Farmers 'cannot be in the frontline of retail war', IFA warns

IFA president Tim Cullinan said that targeting fresh food is "just too easy an option" that retailers must avoid.
Irish Farmers' Association president Tim Cullinan has said that farmers would be "very sceptical" of retailers "claiming to champion consumers with lower prices".
Mr Cullinan has warned that if retailers "want to engage in combat for customers, it cannot be at the expense of farmers and producers".
"The idea that primary producers can afford to take a lower price flies in the face of higher input costs. The food chain cannot survive if relentless pressure is piled on those who produce the food," he said.
"This has to be recognised by giving a fair margin to those who put in the work and investment on the ground. Pretending that it can be done for less is not serving anybody."
Mr Cullinan said that targeting fresh food is "just too easy an option" that retailers must avoid.
"Retailers know that consumers go shopping for food, but farmers and producers cannot be in the frontline of another retail war," he said.
"This imbalance in power in our food supply chain is something that the new Agri-Food Regulator must investigate and act upon."

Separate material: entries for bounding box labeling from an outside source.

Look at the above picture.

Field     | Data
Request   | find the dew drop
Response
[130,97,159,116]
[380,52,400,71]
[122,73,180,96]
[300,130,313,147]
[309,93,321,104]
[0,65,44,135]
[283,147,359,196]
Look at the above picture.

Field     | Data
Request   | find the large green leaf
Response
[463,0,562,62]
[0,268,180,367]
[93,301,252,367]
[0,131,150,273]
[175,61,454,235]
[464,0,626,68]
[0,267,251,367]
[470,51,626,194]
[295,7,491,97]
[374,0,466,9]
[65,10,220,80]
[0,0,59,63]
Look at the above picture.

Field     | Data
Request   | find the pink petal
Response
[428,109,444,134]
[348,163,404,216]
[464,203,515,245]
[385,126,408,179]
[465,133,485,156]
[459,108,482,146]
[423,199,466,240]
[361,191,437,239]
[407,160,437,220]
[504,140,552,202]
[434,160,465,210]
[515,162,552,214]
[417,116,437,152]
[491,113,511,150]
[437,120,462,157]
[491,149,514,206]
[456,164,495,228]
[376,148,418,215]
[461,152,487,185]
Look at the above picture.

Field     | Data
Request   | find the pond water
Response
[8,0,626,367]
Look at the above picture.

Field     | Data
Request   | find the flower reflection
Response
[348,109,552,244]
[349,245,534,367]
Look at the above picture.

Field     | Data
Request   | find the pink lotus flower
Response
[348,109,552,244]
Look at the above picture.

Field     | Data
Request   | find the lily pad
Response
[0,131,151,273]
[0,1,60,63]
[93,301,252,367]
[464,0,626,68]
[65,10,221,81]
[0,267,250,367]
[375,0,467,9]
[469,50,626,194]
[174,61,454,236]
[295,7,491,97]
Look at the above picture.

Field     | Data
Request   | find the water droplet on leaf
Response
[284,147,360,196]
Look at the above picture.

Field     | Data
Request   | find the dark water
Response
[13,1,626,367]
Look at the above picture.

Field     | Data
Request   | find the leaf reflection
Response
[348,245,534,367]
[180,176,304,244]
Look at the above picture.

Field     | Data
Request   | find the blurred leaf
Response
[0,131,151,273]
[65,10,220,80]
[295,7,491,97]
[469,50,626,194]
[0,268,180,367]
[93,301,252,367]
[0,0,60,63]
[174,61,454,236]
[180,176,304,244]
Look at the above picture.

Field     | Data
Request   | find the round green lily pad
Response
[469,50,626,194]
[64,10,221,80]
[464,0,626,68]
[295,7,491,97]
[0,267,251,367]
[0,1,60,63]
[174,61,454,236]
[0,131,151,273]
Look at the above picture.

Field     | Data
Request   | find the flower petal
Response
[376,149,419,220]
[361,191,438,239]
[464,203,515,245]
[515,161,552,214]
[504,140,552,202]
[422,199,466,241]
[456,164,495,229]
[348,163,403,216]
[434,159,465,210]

Aldi has today announced reductions in the prices of several goods, including meat products and yoghurts.
In December, it also cut the prices of 170 seasonal products, but said at the time this would have "no impact" on the prices paid to producers and suppliers.
The president of the Irish Creamery Milk Suppliers Association Denis Drennan has said that the "onus is firmly on the newly established food price regulatory office to verify absolutely that any reductions in price introduced by supermarkets are funded out of their own margin".
Mr Drennan said that farmers have "absolutely no issue with supermarkets reducing their own margins".
However - farmers "would not and could not accept a situation" where they are "manoeuvred into having their margins cut so that they ended up subsidising rounds of competing price cuts by retail corporations".